Mothers-in-law are familiar figures in jokes, stories, and culture. They are everywhere. Yet it is interesting to note that, to date, and even though the mother-in-law figure is an ever-present figure in life and an important part of our social and cultural history, it would seem that there are no published academic books on representations of the mother-in-law from the angle suggested in this cfp.

It would indeed be most interesting to discover how the mother-in-law is represented in the popular and social culture as explored in British/ American/ Australian/ and European literature, film, and television. (Examples that come immediately mind are small screen productions such as Downton Abbey and the BBC production Upstairs Downstairs, and the Australian-American film Monster-in-Law, as well as  two Australian novels, Confessions of a Once Fashionable Mum, by Georgia Madden, and The Unknown Woman by Jaqueline Nunn).

Potential questions to be addressed include but are not limited to:-

  • What is the range of ways in which the mother-in-law is represented in British/ American/ Australian/ and European popular culture?
  • Is it possible to identify contemporary writers of popular culture in British/ American/ Australian/ and European literature, film, and television, who predominantly engage in a practice of centring their work on representations of the mother-in-law? Do any of these writers, (if any), illuminate individual representations of the mother-in-law in a new and innovative way?
  • How might the mother-in-law be represented across the British/ American/ Australian/ and European cultures, and what are the common factors if any? How do class, ethnicity, and race shape these representations?
  • Are there cultural or socially historical antecedents for consideration of representations of the mother-in-law in popular culture, as explored in British/ American/ Australian/ and European literature, film, and television?
  • Is there a difference between the ways in which the mother-in-law is represented in cinematic film to that in small screen, and between those mediums to representations in literature? Or in these representations, is there a reasonably broad consensus between these genres?
  • What are the distinctions between how the mother-in-law has been typically represented in jokes and anecdotes, to that in popular and social culture as explored in British/ American/ Australian/ and European literature, film, and television?
  • How often, if at all, are these representations told from the point-of-view of the mother-in-law herself?
  • As well, are there examples of representations of the wonderfully successful mother-in-law?

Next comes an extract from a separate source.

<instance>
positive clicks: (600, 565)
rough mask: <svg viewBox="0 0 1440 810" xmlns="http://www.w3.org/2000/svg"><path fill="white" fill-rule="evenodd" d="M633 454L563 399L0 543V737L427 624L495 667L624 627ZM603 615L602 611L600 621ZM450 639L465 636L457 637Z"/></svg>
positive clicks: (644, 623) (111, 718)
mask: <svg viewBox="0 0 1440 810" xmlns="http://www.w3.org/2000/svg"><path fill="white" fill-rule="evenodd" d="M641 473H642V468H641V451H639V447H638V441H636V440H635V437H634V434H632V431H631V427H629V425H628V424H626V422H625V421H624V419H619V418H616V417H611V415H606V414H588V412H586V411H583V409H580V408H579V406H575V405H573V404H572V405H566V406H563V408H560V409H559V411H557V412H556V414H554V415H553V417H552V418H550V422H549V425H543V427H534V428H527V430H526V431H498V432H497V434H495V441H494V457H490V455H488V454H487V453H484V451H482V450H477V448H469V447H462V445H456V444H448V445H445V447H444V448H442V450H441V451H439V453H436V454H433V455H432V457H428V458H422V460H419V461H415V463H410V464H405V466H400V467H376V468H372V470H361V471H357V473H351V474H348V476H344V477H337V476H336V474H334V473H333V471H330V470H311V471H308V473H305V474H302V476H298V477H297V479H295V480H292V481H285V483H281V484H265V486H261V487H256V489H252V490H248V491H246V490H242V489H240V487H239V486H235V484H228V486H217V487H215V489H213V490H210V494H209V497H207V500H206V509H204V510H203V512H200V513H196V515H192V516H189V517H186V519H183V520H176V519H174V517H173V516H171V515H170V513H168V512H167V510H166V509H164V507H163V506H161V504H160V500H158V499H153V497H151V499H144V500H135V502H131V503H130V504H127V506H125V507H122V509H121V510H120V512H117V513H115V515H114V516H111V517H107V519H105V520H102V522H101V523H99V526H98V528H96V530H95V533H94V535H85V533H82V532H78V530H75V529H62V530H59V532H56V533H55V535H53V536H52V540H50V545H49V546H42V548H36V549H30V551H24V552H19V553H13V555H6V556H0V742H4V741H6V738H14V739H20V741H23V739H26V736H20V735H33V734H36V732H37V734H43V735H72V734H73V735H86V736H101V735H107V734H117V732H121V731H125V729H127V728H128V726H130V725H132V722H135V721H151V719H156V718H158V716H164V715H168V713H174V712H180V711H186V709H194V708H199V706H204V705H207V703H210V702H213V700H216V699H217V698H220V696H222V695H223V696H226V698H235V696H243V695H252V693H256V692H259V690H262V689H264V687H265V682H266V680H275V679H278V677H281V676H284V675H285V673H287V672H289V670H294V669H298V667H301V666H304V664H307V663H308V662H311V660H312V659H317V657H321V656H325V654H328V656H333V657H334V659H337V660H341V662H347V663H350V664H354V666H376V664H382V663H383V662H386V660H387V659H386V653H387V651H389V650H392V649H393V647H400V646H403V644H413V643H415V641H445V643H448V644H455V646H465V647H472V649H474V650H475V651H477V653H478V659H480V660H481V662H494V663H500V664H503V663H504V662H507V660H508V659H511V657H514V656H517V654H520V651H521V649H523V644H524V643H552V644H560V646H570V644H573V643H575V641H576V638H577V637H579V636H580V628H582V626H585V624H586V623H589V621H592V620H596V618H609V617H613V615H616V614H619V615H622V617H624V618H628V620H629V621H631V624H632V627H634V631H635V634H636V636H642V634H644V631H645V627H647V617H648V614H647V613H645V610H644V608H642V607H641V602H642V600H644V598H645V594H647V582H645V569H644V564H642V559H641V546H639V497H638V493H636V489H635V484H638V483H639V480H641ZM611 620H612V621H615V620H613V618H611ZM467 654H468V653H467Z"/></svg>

This collection of scholarly essays will make an interesting intervention in the field by fulfilling a number of aims. It will: be the first of its kind to explore whether or not there are characteristic features and definitions within the representations of the mother-in-law in popular culture; document and record how our western societies perceive and represent the socially important figure of the mother-in-law in film and literary works; establish a new and dynamic area of theoretical research in social history, and point the way to possible future work in an ever-expanding field through examining various representations of the mother-in-law in popular culture; permit scholarly consideration of the extent to which Anglophone writers establish popular representations of a figure who is an intrinsic part of the western culture as a whole.

Submission Instructions.

Abstracts should be no more than 500 words in total, 1.5 spaced, written in Times New Roman point 12, justified, and follow the style and format  given M.L.A. Handbook (6th -7th edition).  At the top of your abstract, after the word “Keywords,” please add five keywords for you abstract. Full-length chapters (6000 words each) will be solicited from these abstracts.

Please submit a short biographical note with your covering letter.

Papers should be forwarded to:

Jo Parnell Jo.Parnell@newcastle.edu.au or, alternatively, to joandbobparnell@bigpond.com

Deadline for abstracts: July 30, 2016.

Editor:

Dr Jo Parnell, Conjoint Fellow, Faculty of Education and the Arts, School of Humanities and Social Science, University of Newcastle, Australia.